Geometric models for quasicrystals I. Delone sets of finite type

Abstract

This paper studies three classes of discrete sets X in ℝn which have a weak translational order imposed by increasingly strong restrictions on their sets of interpoint vectors X - X. A finitely generated Delone set is one such that the abelian group [X - X] generated by X - X is finitely generated, so that [X - X] is a lattice or a quasilattice. For such sets the abelian group [X] is finitely generated, and by choosing a basis of [X] one obtains a homomorphism φ: [X] → ℤs. A Delone set of finite type is a Delone set X such that X - X is a discrete closed set. A Meyer set is a Delone set X such that X - X is a Delone set. Delone sets of finite type form a natural class for modeling quasicrystalline structures, because the property of being a Delone set of finite type is determined by "local rules." That is, a Delone set X is of finite type if and only if it has a finite number of neighborhoods of radius 2R, up to translation, where R is the relative denseness constant of X. Delone sets of finite type are also characterized as those finitely generated Delone sets such that the map φ satisfies the Lipschitz-type condition ∥φ(x) - φ(x′)∥ < C∥x - x′∥for x, x′ ∈ X, where the norms ∥ • ∥ are Euclidean norms on ℝs and ℝn, respectively.
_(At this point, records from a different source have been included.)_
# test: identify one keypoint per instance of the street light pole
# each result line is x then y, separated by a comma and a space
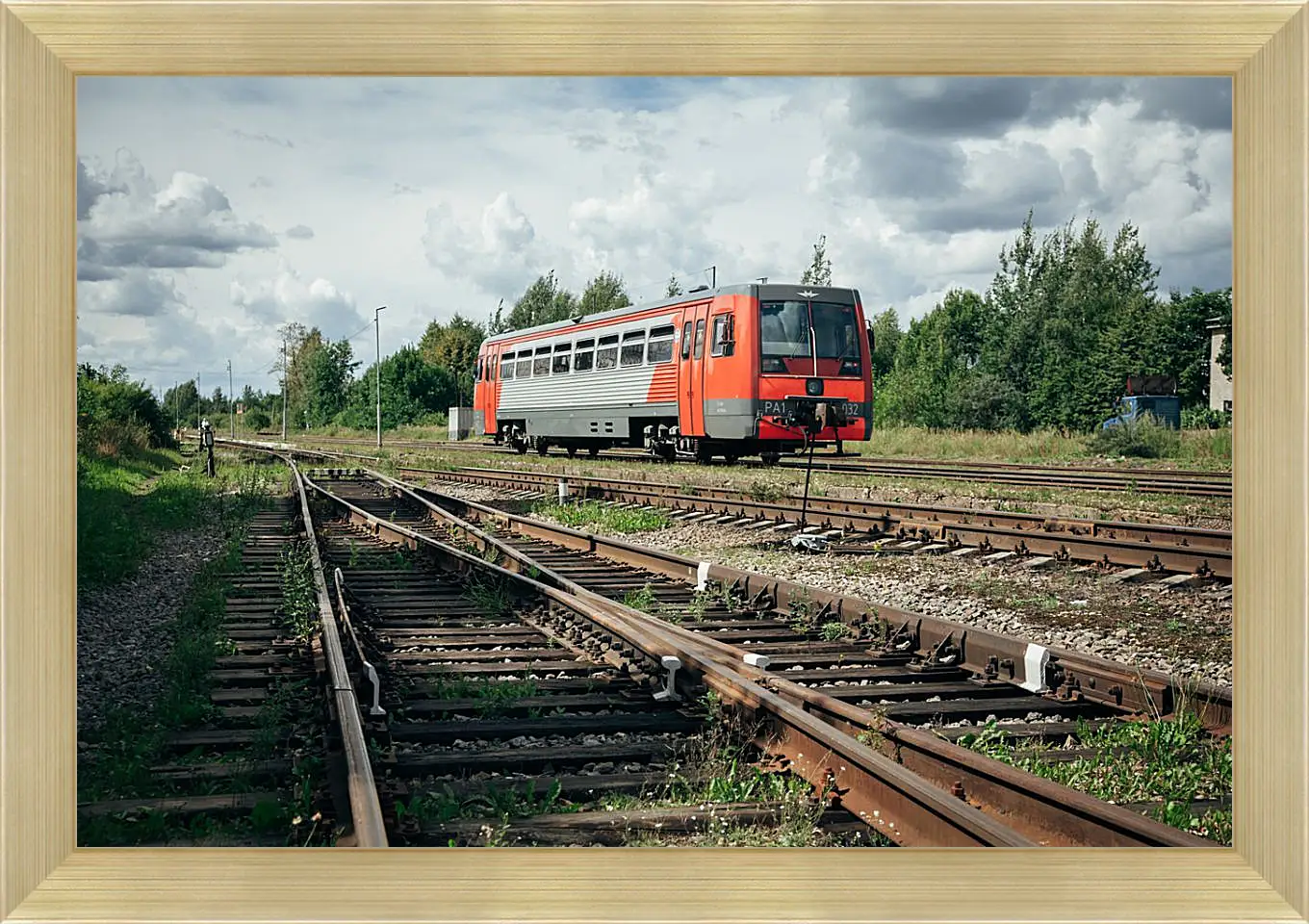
283, 389
232, 414
377, 331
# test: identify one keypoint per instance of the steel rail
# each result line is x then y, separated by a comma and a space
1020, 474
1071, 673
988, 654
1163, 548
891, 799
364, 804
1044, 810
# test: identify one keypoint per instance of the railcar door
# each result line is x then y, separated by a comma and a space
493, 390
691, 370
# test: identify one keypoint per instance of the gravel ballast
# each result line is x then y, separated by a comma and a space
1186, 632
124, 632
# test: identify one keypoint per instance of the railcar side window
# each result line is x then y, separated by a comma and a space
633, 348
722, 343
661, 345
585, 356
541, 364
606, 357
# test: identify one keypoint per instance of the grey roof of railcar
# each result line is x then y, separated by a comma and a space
843, 295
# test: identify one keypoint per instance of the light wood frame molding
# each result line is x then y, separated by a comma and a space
44, 44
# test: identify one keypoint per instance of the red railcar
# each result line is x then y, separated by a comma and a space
738, 371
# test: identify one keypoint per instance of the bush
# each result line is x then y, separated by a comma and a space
112, 439
257, 419
116, 414
1204, 418
1144, 437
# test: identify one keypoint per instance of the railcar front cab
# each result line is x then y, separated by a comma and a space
814, 368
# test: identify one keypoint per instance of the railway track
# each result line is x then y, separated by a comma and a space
1082, 477
265, 749
1180, 555
493, 687
977, 790
861, 525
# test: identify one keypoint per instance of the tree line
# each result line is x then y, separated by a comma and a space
1051, 342
1047, 345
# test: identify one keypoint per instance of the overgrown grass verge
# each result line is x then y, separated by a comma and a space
1173, 764
1192, 448
595, 515
133, 504
127, 502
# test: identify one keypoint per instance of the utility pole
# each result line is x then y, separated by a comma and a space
377, 331
283, 389
232, 410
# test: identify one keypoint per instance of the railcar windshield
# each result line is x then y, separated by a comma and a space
809, 338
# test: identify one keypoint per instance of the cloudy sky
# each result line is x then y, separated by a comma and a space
213, 210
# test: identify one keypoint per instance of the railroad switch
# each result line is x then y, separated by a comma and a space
672, 665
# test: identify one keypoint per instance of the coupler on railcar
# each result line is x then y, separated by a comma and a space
515, 439
661, 440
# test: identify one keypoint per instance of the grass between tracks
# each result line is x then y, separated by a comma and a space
775, 484
715, 767
128, 506
1174, 766
595, 515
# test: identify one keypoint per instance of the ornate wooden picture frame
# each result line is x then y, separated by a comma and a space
46, 44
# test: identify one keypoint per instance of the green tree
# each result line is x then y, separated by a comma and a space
544, 302
116, 413
886, 338
327, 373
182, 403
255, 419
820, 270
413, 392
454, 347
603, 294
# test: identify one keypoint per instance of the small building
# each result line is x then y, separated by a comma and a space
461, 423
1220, 384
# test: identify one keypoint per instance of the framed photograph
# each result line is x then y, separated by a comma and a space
848, 440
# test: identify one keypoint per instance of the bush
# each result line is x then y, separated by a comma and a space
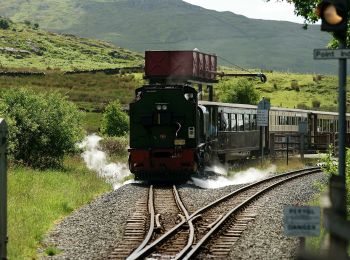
243, 93
4, 23
114, 122
295, 85
42, 127
115, 145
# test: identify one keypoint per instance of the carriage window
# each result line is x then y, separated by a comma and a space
233, 122
240, 122
222, 122
226, 120
331, 126
246, 122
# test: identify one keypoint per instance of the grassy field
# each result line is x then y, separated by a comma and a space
92, 92
23, 46
38, 199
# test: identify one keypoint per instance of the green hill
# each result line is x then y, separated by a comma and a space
173, 24
25, 46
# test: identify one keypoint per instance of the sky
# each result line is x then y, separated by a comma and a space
259, 9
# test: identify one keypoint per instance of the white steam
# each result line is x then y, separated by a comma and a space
96, 160
250, 175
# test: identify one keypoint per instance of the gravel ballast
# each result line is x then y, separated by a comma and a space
91, 232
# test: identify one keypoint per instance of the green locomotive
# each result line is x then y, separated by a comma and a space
164, 132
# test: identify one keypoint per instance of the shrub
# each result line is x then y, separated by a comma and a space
295, 85
316, 103
43, 127
114, 122
243, 92
115, 145
4, 23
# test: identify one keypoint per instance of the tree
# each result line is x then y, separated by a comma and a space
306, 9
242, 92
115, 122
43, 127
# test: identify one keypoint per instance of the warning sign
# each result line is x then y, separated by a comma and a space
301, 221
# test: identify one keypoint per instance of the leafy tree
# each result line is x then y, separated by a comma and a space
43, 127
243, 92
4, 23
115, 122
306, 9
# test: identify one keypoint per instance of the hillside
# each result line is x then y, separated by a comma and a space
25, 46
174, 24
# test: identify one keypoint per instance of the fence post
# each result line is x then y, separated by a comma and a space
3, 189
272, 145
302, 143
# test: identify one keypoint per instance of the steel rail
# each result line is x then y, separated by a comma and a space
147, 250
151, 225
190, 224
224, 219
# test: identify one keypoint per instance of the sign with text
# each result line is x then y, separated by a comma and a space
262, 117
301, 221
327, 54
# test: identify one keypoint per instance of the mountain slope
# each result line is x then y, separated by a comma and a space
174, 24
25, 46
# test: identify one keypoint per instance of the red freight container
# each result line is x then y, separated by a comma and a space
186, 65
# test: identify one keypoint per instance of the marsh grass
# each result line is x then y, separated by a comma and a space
281, 165
38, 199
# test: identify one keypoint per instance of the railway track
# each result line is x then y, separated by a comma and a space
157, 215
217, 226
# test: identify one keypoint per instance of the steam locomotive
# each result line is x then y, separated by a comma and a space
174, 134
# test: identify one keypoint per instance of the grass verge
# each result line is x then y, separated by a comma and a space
38, 199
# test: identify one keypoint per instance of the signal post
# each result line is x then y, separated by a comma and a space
3, 189
334, 16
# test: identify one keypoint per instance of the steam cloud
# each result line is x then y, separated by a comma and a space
96, 160
250, 175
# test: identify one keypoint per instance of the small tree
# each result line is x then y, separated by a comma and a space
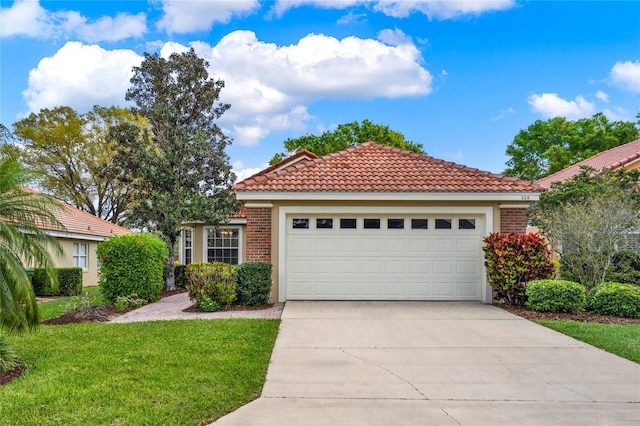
179, 169
512, 260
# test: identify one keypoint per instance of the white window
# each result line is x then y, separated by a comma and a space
80, 255
223, 245
187, 246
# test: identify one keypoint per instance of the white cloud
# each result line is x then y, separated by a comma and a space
503, 114
602, 96
81, 76
352, 18
626, 75
182, 16
268, 86
433, 9
243, 173
394, 37
551, 105
28, 18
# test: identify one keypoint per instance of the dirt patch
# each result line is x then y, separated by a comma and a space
7, 377
102, 313
196, 309
530, 314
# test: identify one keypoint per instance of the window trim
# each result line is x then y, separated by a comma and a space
80, 256
205, 242
182, 257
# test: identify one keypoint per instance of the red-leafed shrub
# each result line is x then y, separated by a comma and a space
512, 260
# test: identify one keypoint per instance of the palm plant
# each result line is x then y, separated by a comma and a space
22, 242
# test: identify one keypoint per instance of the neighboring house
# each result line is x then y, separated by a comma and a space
368, 223
625, 156
80, 240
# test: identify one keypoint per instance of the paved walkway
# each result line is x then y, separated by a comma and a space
404, 363
171, 308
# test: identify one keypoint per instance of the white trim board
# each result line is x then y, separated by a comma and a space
487, 291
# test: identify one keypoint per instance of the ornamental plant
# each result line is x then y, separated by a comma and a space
512, 260
132, 264
555, 296
215, 280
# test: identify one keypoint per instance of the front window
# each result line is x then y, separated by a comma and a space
187, 240
223, 245
80, 255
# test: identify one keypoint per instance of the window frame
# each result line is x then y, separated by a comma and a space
205, 243
76, 256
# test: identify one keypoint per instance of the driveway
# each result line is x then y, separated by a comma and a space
407, 363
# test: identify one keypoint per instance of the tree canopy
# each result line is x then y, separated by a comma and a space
546, 147
75, 156
178, 168
345, 136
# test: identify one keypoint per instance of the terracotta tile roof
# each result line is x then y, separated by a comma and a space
611, 159
371, 167
77, 221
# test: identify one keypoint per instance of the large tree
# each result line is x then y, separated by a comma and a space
75, 155
179, 169
345, 136
588, 219
23, 242
546, 147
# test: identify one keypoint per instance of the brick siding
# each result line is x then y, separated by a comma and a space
258, 235
513, 220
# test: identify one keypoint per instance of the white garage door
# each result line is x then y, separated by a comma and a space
384, 257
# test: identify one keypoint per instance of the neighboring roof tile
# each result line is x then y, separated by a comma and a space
372, 167
77, 221
611, 159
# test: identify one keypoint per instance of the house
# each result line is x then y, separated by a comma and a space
625, 156
80, 240
371, 222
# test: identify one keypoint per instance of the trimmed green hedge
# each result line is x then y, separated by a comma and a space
253, 283
132, 264
69, 282
179, 274
622, 300
555, 296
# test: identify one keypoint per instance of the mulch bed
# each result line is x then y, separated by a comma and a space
530, 314
9, 376
195, 308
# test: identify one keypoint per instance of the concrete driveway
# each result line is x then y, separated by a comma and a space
409, 363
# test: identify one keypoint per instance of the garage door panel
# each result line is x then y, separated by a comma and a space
384, 264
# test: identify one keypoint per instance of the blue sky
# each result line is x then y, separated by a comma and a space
460, 77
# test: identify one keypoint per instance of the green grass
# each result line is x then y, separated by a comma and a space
55, 308
153, 373
622, 340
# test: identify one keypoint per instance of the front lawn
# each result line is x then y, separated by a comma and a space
163, 372
55, 308
622, 340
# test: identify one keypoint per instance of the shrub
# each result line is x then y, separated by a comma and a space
69, 282
9, 360
215, 280
625, 268
512, 260
132, 264
253, 283
555, 296
179, 274
124, 303
622, 300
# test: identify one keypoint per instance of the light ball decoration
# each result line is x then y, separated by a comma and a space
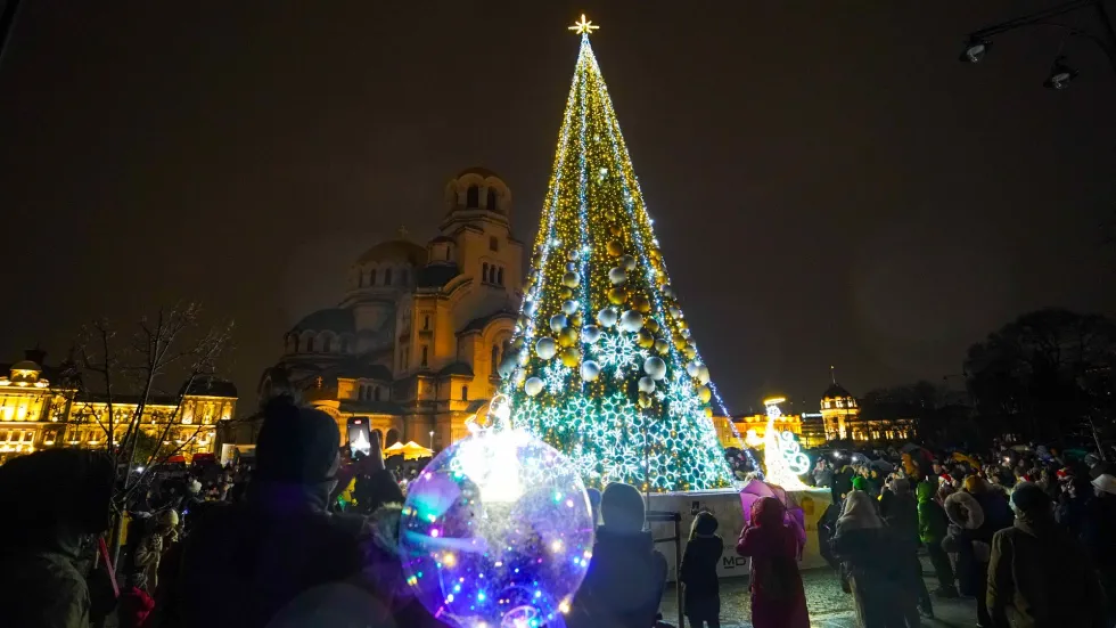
570, 356
546, 347
607, 317
617, 276
567, 337
590, 334
632, 321
497, 531
617, 295
590, 370
703, 374
558, 322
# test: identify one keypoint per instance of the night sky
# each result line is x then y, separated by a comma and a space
829, 184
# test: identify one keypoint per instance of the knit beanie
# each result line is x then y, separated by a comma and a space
622, 508
296, 444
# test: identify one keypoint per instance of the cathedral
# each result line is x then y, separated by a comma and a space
414, 343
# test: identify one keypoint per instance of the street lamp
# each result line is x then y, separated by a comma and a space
979, 42
974, 50
1060, 75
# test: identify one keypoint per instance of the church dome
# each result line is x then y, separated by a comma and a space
394, 251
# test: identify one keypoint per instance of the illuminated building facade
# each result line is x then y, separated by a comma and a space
39, 411
840, 414
415, 340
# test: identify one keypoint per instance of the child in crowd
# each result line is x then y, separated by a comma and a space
702, 600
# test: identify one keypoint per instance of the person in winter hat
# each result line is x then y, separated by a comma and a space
1039, 575
932, 529
624, 583
54, 504
280, 556
699, 572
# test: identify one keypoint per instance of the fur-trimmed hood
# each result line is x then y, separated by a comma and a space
964, 511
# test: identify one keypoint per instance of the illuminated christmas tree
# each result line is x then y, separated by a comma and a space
603, 365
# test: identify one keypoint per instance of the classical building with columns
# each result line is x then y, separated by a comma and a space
414, 343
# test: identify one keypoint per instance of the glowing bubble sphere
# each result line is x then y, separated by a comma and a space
497, 532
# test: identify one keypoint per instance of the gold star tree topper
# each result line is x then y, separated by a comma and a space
584, 27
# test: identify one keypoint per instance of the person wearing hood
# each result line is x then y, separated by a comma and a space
967, 539
932, 529
902, 518
778, 598
1039, 575
54, 504
865, 548
624, 583
279, 554
1097, 532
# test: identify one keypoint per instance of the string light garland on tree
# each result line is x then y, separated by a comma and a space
599, 306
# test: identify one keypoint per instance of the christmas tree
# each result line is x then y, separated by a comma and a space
603, 365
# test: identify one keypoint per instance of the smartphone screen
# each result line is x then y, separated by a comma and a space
359, 435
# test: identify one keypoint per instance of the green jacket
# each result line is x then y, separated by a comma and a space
932, 523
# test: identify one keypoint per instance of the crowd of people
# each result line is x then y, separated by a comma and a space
1025, 531
309, 537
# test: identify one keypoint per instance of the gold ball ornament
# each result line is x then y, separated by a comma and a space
570, 357
617, 295
567, 337
704, 394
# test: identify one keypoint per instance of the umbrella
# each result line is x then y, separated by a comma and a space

Meyer sets are characterized as the subclass of Delone sets of finite type for which there is a linear map L̃: ℝn → ℝs and a constant C such that ∥φ(x) - L̃(x)∥ ≤ C for all x ∈ X. Suppose that X is a Delone set with an inflation symmetry, which is a real number η > 1 such that ηX ⊆ X. If X is a finitely generated Delone set, then η must be an algebraic integer; if X is a Delone set of finite type, then in addition all algebraic conjugates |η′| ≤ η; and if X is a Meyer set, then all algebraic conjugates \η′\ ≤ 1.